Sociedade

Conversa sobre o papel da mulher em Marvila

Os percursos de vida de quatro mulheres foram o mote para uma sessão do Dia da Mulher no Salão Nobre da Junta de Freguesia de Marvila.

Numa sala repleta de mulheres, em que este jornalista era mesmo, a dada altura, o único representante do seu sexo, o Dia da Mulher foi assinalado na Junta de Freguesia de Marvila com uma conversa em que quatro senhoras partilharam algumas histórias da sua vida.

A primeira intervenção foi de Maria Frazão, que aproveitou para contextualizar a data, lembrando uma das origens apontadas para o Dia Internacional da Mulher: a que o associa a uma greve das trabalhadoras do sector têxtil, em Nova York, em 1857, na sequência da qual muitas teriam falecido num incêndio que deflagrou na fábrica. Certo e garantido é que a ONU consagrou o dia 8 de Março como Dia Internacional da Mulher em 1975.

Foi também recordada a primeira mulher a exercer o direito de voto em Portugal: Carolina Beatriz Ângelo, médica, feminista e sufragista, que aproveitou o facto de a lei reservar o voto a maiores de 21 anos, chefes de família, que soubessem ler e escrever.
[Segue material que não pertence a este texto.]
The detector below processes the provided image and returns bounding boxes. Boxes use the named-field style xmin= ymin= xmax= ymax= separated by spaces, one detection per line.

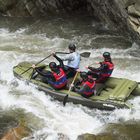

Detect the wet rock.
xmin=0 ymin=0 xmax=140 ymax=44
xmin=1 ymin=125 xmax=30 ymax=140
xmin=77 ymin=134 xmax=113 ymax=140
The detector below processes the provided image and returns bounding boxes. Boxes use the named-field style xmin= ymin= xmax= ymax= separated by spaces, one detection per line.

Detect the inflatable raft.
xmin=13 ymin=62 xmax=140 ymax=110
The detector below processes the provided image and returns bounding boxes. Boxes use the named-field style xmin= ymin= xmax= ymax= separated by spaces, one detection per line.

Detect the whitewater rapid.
xmin=0 ymin=23 xmax=140 ymax=140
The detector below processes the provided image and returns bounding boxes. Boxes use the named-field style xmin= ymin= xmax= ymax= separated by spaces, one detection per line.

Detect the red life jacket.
xmin=82 ymin=81 xmax=95 ymax=96
xmin=101 ymin=61 xmax=114 ymax=77
xmin=53 ymin=68 xmax=67 ymax=89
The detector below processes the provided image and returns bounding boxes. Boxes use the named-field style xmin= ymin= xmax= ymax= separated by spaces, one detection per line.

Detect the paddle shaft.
xmin=20 ymin=54 xmax=52 ymax=75
xmin=63 ymin=71 xmax=79 ymax=106
xmin=55 ymin=52 xmax=90 ymax=58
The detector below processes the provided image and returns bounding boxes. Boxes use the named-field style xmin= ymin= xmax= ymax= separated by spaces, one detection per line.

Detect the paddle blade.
xmin=80 ymin=52 xmax=90 ymax=57
xmin=63 ymin=94 xmax=69 ymax=106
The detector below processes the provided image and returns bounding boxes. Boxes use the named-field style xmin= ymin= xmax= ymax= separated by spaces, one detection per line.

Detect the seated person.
xmin=73 ymin=72 xmax=95 ymax=98
xmin=55 ymin=43 xmax=80 ymax=78
xmin=88 ymin=52 xmax=114 ymax=83
xmin=32 ymin=54 xmax=67 ymax=89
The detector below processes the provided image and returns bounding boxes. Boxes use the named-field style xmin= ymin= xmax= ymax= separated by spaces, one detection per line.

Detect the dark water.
xmin=0 ymin=15 xmax=140 ymax=140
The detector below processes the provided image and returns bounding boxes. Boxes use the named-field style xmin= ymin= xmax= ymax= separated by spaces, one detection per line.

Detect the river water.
xmin=0 ymin=16 xmax=140 ymax=140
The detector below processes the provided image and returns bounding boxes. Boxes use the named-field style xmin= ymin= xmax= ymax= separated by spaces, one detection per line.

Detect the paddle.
xmin=55 ymin=52 xmax=90 ymax=57
xmin=20 ymin=54 xmax=52 ymax=75
xmin=63 ymin=71 xmax=79 ymax=106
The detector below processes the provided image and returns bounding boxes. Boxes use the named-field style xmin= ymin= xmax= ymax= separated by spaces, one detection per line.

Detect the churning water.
xmin=0 ymin=16 xmax=140 ymax=140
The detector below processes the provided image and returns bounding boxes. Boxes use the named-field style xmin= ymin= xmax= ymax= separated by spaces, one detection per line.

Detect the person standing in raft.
xmin=73 ymin=72 xmax=96 ymax=98
xmin=56 ymin=44 xmax=80 ymax=78
xmin=88 ymin=52 xmax=114 ymax=83
xmin=32 ymin=54 xmax=67 ymax=89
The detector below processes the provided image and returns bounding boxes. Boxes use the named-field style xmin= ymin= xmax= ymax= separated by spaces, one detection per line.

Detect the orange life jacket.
xmin=52 ymin=68 xmax=67 ymax=89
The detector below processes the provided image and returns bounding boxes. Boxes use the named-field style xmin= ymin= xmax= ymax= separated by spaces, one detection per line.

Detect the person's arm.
xmin=97 ymin=64 xmax=108 ymax=71
xmin=53 ymin=54 xmax=64 ymax=69
xmin=88 ymin=67 xmax=98 ymax=72
xmin=61 ymin=53 xmax=74 ymax=61
xmin=75 ymin=85 xmax=90 ymax=94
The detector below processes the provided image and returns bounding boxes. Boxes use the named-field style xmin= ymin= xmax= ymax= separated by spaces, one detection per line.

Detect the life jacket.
xmin=67 ymin=52 xmax=80 ymax=69
xmin=52 ymin=68 xmax=67 ymax=89
xmin=82 ymin=80 xmax=95 ymax=96
xmin=101 ymin=61 xmax=114 ymax=77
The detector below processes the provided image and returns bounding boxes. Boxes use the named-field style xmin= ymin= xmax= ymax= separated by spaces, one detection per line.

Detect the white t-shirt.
xmin=62 ymin=52 xmax=80 ymax=69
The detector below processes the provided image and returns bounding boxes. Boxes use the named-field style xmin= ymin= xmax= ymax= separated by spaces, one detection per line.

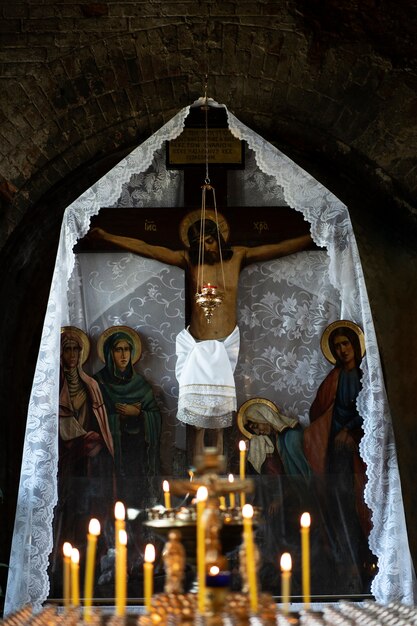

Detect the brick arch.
xmin=0 ymin=12 xmax=417 ymax=241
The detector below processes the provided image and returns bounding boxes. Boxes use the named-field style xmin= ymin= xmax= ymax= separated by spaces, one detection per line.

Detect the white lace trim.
xmin=5 ymin=101 xmax=415 ymax=615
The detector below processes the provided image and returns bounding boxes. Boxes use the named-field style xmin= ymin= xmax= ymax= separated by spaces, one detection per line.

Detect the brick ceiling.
xmin=0 ymin=0 xmax=417 ymax=245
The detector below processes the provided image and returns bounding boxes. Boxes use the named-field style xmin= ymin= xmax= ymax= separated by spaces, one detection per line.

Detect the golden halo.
xmin=237 ymin=398 xmax=279 ymax=439
xmin=320 ymin=320 xmax=365 ymax=365
xmin=61 ymin=326 xmax=90 ymax=365
xmin=97 ymin=326 xmax=142 ymax=365
xmin=179 ymin=209 xmax=230 ymax=248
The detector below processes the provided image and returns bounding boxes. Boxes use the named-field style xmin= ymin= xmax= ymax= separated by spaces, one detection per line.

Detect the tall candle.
xmin=62 ymin=541 xmax=72 ymax=609
xmin=300 ymin=513 xmax=311 ymax=606
xmin=116 ymin=529 xmax=127 ymax=617
xmin=196 ymin=487 xmax=208 ymax=614
xmin=114 ymin=502 xmax=126 ymax=561
xmin=143 ymin=543 xmax=155 ymax=613
xmin=228 ymin=474 xmax=236 ymax=509
xmin=239 ymin=440 xmax=246 ymax=507
xmin=162 ymin=480 xmax=171 ymax=509
xmin=280 ymin=552 xmax=292 ymax=614
xmin=242 ymin=504 xmax=258 ymax=613
xmin=84 ymin=518 xmax=100 ymax=622
xmin=71 ymin=548 xmax=80 ymax=607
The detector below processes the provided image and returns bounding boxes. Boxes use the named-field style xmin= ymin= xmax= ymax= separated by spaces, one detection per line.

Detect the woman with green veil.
xmin=94 ymin=326 xmax=161 ymax=507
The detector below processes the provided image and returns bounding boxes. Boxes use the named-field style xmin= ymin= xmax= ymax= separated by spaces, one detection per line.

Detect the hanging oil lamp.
xmin=194 ymin=91 xmax=225 ymax=323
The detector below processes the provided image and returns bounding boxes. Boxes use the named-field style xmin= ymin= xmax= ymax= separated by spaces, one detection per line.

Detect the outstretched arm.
xmin=240 ymin=235 xmax=313 ymax=265
xmin=88 ymin=228 xmax=186 ymax=268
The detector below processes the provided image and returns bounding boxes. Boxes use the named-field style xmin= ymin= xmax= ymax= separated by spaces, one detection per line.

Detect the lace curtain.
xmin=5 ymin=107 xmax=414 ymax=614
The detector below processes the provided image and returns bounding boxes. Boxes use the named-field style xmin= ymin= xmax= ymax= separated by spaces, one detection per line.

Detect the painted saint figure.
xmin=59 ymin=326 xmax=114 ymax=497
xmin=94 ymin=326 xmax=161 ymax=506
xmin=237 ymin=398 xmax=311 ymax=480
xmin=90 ymin=211 xmax=312 ymax=455
xmin=304 ymin=320 xmax=371 ymax=592
xmin=50 ymin=326 xmax=115 ymax=597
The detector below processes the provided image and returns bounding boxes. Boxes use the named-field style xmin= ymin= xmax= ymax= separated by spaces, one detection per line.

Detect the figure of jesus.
xmin=90 ymin=219 xmax=312 ymax=455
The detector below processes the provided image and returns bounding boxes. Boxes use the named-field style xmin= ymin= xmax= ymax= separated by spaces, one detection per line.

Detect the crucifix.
xmin=81 ymin=99 xmax=312 ymax=455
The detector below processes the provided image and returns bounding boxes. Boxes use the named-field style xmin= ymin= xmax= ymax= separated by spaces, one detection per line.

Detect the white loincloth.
xmin=175 ymin=326 xmax=240 ymax=428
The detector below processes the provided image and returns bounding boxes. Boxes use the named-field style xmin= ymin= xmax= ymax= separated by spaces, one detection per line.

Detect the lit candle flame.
xmin=144 ymin=543 xmax=155 ymax=563
xmin=62 ymin=541 xmax=72 ymax=559
xmin=71 ymin=548 xmax=80 ymax=565
xmin=196 ymin=486 xmax=208 ymax=502
xmin=280 ymin=552 xmax=292 ymax=572
xmin=114 ymin=502 xmax=126 ymax=521
xmin=119 ymin=529 xmax=127 ymax=546
xmin=300 ymin=513 xmax=311 ymax=528
xmin=88 ymin=517 xmax=101 ymax=537
xmin=242 ymin=504 xmax=253 ymax=519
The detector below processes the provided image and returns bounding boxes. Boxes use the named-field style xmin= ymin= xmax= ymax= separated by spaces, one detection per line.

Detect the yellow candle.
xmin=300 ymin=513 xmax=311 ymax=606
xmin=242 ymin=504 xmax=258 ymax=613
xmin=228 ymin=474 xmax=236 ymax=509
xmin=143 ymin=543 xmax=155 ymax=613
xmin=162 ymin=480 xmax=171 ymax=509
xmin=71 ymin=548 xmax=80 ymax=607
xmin=116 ymin=530 xmax=127 ymax=617
xmin=281 ymin=552 xmax=292 ymax=614
xmin=84 ymin=518 xmax=100 ymax=622
xmin=62 ymin=541 xmax=72 ymax=609
xmin=239 ymin=439 xmax=246 ymax=507
xmin=196 ymin=487 xmax=208 ymax=614
xmin=114 ymin=502 xmax=126 ymax=559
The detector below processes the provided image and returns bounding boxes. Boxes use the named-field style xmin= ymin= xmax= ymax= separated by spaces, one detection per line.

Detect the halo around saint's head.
xmin=179 ymin=209 xmax=230 ymax=248
xmin=97 ymin=326 xmax=142 ymax=365
xmin=237 ymin=398 xmax=279 ymax=439
xmin=320 ymin=320 xmax=365 ymax=365
xmin=61 ymin=326 xmax=90 ymax=365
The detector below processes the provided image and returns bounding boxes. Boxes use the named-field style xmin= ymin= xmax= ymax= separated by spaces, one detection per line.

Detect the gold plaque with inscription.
xmin=167 ymin=128 xmax=243 ymax=169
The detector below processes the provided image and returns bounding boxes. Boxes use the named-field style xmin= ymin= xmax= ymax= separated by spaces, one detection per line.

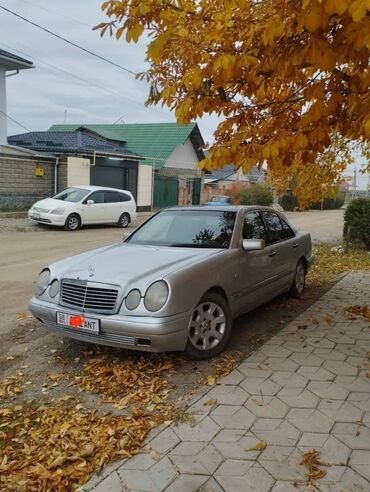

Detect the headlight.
xmin=144 ymin=280 xmax=168 ymax=312
xmin=125 ymin=289 xmax=141 ymax=311
xmin=49 ymin=279 xmax=59 ymax=297
xmin=35 ymin=269 xmax=50 ymax=296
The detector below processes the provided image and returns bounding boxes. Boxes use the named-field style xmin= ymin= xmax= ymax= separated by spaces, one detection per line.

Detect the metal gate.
xmin=193 ymin=178 xmax=202 ymax=205
xmin=153 ymin=175 xmax=179 ymax=210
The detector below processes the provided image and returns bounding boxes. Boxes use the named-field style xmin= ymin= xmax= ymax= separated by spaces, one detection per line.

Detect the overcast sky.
xmin=0 ymin=0 xmax=367 ymax=188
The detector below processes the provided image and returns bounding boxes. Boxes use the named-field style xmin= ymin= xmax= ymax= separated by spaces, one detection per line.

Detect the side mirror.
xmin=242 ymin=239 xmax=265 ymax=251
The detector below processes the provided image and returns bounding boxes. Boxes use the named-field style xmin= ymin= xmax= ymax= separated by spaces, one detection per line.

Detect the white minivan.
xmin=28 ymin=185 xmax=136 ymax=231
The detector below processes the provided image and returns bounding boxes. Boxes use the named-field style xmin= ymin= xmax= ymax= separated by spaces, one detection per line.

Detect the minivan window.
xmin=53 ymin=188 xmax=90 ymax=203
xmin=104 ymin=191 xmax=120 ymax=203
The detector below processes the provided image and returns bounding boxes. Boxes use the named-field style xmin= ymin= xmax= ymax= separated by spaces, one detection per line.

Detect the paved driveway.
xmin=83 ymin=273 xmax=370 ymax=492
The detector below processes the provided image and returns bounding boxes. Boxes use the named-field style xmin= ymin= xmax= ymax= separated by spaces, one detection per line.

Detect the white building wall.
xmin=137 ymin=164 xmax=153 ymax=207
xmin=0 ymin=67 xmax=8 ymax=145
xmin=164 ymin=138 xmax=199 ymax=169
xmin=67 ymin=157 xmax=90 ymax=187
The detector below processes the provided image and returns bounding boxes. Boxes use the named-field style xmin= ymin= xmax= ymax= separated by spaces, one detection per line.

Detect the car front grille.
xmin=61 ymin=280 xmax=118 ymax=313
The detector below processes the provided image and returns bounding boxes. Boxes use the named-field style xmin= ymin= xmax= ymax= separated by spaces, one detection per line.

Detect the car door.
xmin=119 ymin=191 xmax=136 ymax=218
xmin=262 ymin=210 xmax=298 ymax=295
xmin=104 ymin=190 xmax=122 ymax=223
xmin=81 ymin=190 xmax=104 ymax=224
xmin=233 ymin=210 xmax=274 ymax=312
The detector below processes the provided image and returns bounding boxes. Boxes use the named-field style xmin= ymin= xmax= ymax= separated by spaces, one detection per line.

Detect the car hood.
xmin=32 ymin=198 xmax=76 ymax=210
xmin=53 ymin=243 xmax=222 ymax=289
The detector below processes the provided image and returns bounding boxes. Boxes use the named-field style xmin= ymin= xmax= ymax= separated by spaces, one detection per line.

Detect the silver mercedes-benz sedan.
xmin=29 ymin=205 xmax=314 ymax=359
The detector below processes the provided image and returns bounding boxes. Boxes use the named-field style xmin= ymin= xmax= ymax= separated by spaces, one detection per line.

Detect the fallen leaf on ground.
xmin=150 ymin=449 xmax=161 ymax=461
xmin=246 ymin=439 xmax=267 ymax=451
xmin=206 ymin=376 xmax=216 ymax=386
xmin=203 ymin=400 xmax=216 ymax=407
xmin=344 ymin=305 xmax=370 ymax=321
xmin=299 ymin=449 xmax=330 ymax=490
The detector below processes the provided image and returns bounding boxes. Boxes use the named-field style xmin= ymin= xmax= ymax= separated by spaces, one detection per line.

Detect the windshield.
xmin=53 ymin=188 xmax=90 ymax=203
xmin=211 ymin=195 xmax=230 ymax=203
xmin=127 ymin=210 xmax=236 ymax=248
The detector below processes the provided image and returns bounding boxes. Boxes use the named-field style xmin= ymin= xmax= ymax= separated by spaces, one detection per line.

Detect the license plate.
xmin=57 ymin=313 xmax=100 ymax=333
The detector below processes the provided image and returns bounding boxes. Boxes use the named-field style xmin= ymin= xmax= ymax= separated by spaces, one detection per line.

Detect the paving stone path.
xmin=83 ymin=273 xmax=370 ymax=492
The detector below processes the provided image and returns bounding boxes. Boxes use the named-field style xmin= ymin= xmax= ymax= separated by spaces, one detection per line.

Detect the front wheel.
xmin=185 ymin=292 xmax=232 ymax=360
xmin=290 ymin=260 xmax=306 ymax=299
xmin=118 ymin=213 xmax=130 ymax=229
xmin=64 ymin=214 xmax=81 ymax=231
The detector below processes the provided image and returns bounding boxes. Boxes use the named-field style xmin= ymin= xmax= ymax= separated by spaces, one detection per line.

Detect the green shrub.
xmin=236 ymin=184 xmax=273 ymax=207
xmin=343 ymin=198 xmax=370 ymax=250
xmin=279 ymin=191 xmax=298 ymax=212
xmin=311 ymin=191 xmax=346 ymax=210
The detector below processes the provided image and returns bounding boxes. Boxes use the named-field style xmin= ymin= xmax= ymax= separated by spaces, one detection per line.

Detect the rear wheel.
xmin=185 ymin=292 xmax=232 ymax=360
xmin=290 ymin=259 xmax=306 ymax=299
xmin=64 ymin=214 xmax=81 ymax=231
xmin=118 ymin=213 xmax=130 ymax=229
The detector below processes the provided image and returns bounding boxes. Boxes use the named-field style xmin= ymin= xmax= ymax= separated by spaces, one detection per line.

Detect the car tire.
xmin=118 ymin=212 xmax=131 ymax=229
xmin=64 ymin=214 xmax=81 ymax=231
xmin=289 ymin=259 xmax=306 ymax=299
xmin=184 ymin=292 xmax=232 ymax=360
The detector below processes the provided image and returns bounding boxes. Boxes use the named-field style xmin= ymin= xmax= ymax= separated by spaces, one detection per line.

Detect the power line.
xmin=13 ymin=0 xmax=91 ymax=29
xmin=0 ymin=5 xmax=136 ymax=76
xmin=0 ymin=42 xmax=171 ymax=119
xmin=0 ymin=109 xmax=31 ymax=132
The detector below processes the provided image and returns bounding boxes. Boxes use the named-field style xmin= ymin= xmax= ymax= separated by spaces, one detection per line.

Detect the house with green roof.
xmin=49 ymin=123 xmax=205 ymax=209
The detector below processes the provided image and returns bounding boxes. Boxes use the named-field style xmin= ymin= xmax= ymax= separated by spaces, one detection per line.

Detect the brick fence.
xmin=0 ymin=156 xmax=67 ymax=210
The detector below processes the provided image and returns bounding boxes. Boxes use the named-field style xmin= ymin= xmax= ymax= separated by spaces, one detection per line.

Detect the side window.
xmin=243 ymin=212 xmax=266 ymax=241
xmin=280 ymin=217 xmax=294 ymax=239
xmin=87 ymin=191 xmax=104 ymax=203
xmin=104 ymin=191 xmax=120 ymax=203
xmin=119 ymin=193 xmax=131 ymax=202
xmin=262 ymin=212 xmax=283 ymax=243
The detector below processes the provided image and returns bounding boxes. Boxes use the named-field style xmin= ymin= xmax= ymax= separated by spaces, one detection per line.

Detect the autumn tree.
xmin=98 ymin=0 xmax=370 ymax=206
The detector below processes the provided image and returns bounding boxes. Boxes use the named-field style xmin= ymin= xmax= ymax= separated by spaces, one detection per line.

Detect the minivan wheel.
xmin=290 ymin=260 xmax=306 ymax=299
xmin=118 ymin=213 xmax=130 ymax=229
xmin=64 ymin=214 xmax=81 ymax=231
xmin=185 ymin=292 xmax=232 ymax=360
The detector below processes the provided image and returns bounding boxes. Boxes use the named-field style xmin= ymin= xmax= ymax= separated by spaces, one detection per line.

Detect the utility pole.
xmin=352 ymin=167 xmax=357 ymax=198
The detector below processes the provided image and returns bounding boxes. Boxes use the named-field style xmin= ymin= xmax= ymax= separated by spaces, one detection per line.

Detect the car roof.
xmin=164 ymin=205 xmax=276 ymax=212
xmin=70 ymin=185 xmax=130 ymax=193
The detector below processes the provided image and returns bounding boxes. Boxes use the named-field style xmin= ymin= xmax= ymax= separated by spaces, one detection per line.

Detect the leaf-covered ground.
xmin=0 ymin=245 xmax=370 ymax=491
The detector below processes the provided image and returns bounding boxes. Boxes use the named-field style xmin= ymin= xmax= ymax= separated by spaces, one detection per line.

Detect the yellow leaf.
xmin=348 ymin=0 xmax=370 ymax=22
xmin=364 ymin=118 xmax=370 ymax=137
xmin=150 ymin=449 xmax=161 ymax=461
xmin=246 ymin=439 xmax=267 ymax=451
xmin=203 ymin=400 xmax=216 ymax=407
xmin=324 ymin=0 xmax=348 ymax=15
xmin=207 ymin=376 xmax=216 ymax=386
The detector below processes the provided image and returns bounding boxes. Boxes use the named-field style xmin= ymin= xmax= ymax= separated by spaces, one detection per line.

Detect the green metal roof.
xmin=49 ymin=123 xmax=204 ymax=169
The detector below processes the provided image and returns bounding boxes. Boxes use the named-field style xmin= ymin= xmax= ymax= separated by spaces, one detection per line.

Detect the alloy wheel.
xmin=189 ymin=302 xmax=226 ymax=351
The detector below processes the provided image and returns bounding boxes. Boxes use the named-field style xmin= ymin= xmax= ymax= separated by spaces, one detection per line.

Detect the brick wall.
xmin=0 ymin=156 xmax=67 ymax=210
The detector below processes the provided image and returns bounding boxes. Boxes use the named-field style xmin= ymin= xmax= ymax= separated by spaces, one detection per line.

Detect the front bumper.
xmin=28 ymin=297 xmax=191 ymax=352
xmin=28 ymin=211 xmax=66 ymax=227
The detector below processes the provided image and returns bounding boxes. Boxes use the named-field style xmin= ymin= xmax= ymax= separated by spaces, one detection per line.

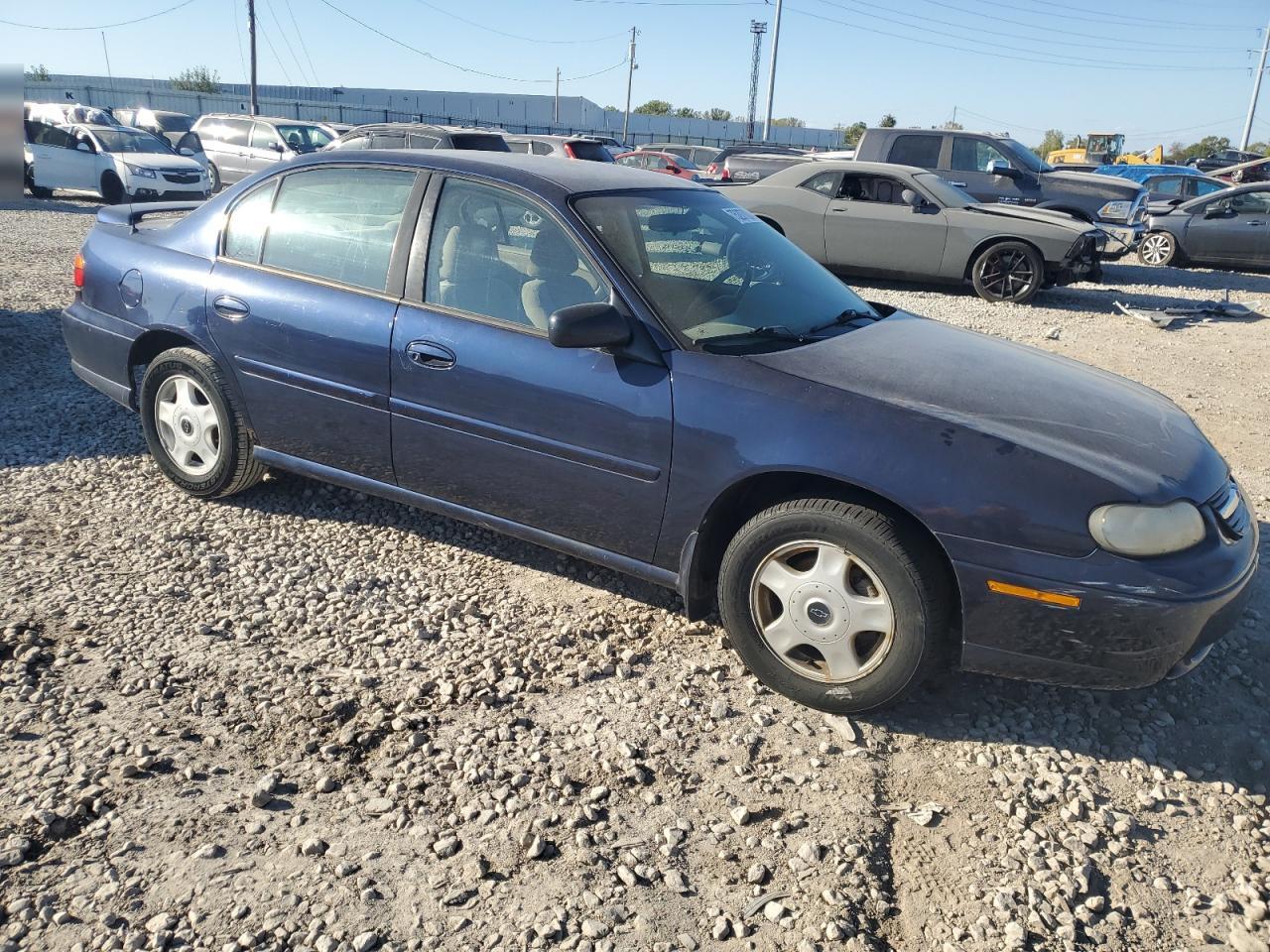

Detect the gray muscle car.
xmin=726 ymin=160 xmax=1106 ymax=303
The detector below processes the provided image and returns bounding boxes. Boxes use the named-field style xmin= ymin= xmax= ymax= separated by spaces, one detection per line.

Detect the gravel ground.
xmin=0 ymin=200 xmax=1270 ymax=952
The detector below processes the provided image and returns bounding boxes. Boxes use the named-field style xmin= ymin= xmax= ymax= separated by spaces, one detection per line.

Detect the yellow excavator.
xmin=1045 ymin=132 xmax=1165 ymax=169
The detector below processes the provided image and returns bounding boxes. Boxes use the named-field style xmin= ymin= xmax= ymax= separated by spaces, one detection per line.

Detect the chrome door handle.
xmin=212 ymin=295 xmax=251 ymax=321
xmin=405 ymin=340 xmax=454 ymax=371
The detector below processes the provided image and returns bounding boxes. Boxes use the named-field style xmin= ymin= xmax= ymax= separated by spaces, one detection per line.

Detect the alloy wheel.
xmin=749 ymin=539 xmax=895 ymax=684
xmin=979 ymin=248 xmax=1036 ymax=300
xmin=155 ymin=373 xmax=221 ymax=476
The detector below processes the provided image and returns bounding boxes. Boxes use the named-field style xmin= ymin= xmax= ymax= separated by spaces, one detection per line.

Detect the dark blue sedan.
xmin=63 ymin=151 xmax=1257 ymax=712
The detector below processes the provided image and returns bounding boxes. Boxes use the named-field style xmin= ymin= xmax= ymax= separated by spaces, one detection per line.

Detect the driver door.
xmin=825 ymin=173 xmax=949 ymax=277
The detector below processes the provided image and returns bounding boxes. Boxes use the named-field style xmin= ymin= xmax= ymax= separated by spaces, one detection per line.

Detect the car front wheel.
xmin=970 ymin=241 xmax=1045 ymax=304
xmin=718 ymin=499 xmax=950 ymax=713
xmin=140 ymin=346 xmax=264 ymax=498
xmin=1138 ymin=231 xmax=1178 ymax=267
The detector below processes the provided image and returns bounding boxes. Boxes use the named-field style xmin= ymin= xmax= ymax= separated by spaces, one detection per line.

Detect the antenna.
xmin=745 ymin=20 xmax=767 ymax=141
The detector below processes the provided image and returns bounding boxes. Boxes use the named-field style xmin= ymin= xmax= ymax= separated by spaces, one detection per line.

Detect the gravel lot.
xmin=0 ymin=200 xmax=1270 ymax=952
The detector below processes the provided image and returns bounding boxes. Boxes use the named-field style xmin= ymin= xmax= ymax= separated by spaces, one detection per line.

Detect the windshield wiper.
xmin=807 ymin=309 xmax=877 ymax=334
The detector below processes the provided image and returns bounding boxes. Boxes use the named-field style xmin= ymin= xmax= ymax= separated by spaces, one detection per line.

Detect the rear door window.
xmin=889 ymin=136 xmax=944 ymax=169
xmin=260 ymin=169 xmax=416 ymax=291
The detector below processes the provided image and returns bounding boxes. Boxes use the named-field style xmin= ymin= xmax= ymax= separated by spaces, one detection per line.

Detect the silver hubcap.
xmin=749 ymin=539 xmax=895 ymax=684
xmin=155 ymin=373 xmax=221 ymax=476
xmin=1142 ymin=235 xmax=1170 ymax=264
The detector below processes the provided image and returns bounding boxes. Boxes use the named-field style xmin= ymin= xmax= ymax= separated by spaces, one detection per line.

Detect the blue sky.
xmin=0 ymin=0 xmax=1270 ymax=147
Ora ela preenchia todos os critérios.

Membro da SPEM – Sociedade Portuguesa de Esclerose Múltipla, Maria Frazão explicou sumariamente a doença, tornando-a mais fácil de compreender pelo público que tinha à sua frente: “O cérebro resolve desligar os músculos sem avisar primeiro”. A forma como a doença influenciou a sua vida foi o relato que se seguiu.

O microfone chegou depois às mãos de Celeste, a quem foi diagnosticada uma deficiência aos seis meses de idade. Professora, contou como tinha 50 crianças das quatro classes dentro da sala no dia em que “estalou” a Revolução de 74. Ainda antes de chegar à ternura dos 40, fundou a Cooperativa Nacional de Apoio a Deficientes, a funcionar desde 1982, sediada em Marvila.

Hermínia, por seu turno, falou sobre a necessidade de respeito pelos idosos, lamentando que “hoje em dia” muitos dos que se cruzam com “velhotes” não tenham consideração nem para as mais pequenas coisas, como ceder o lugar nos transportes públicos.

R

osa foi a última a falar, mas provocou várias gargalhadas na assembleia… Contou algumas histórias da sua infância difícil e da escola na altura, ela que agora conta 86 anos. Não deixou de falar nos maus tratos que sofreu do marido. Casada duas vezes, não arranjou um terceiro, com receio que falecesse como os dois anteriores!

A tarde foi animada por dois momentos musicais, protagonizados por Solange e pelo Grupo Canta Marvila, antes de um lanche de convívio ter posto um ponto final na sessão.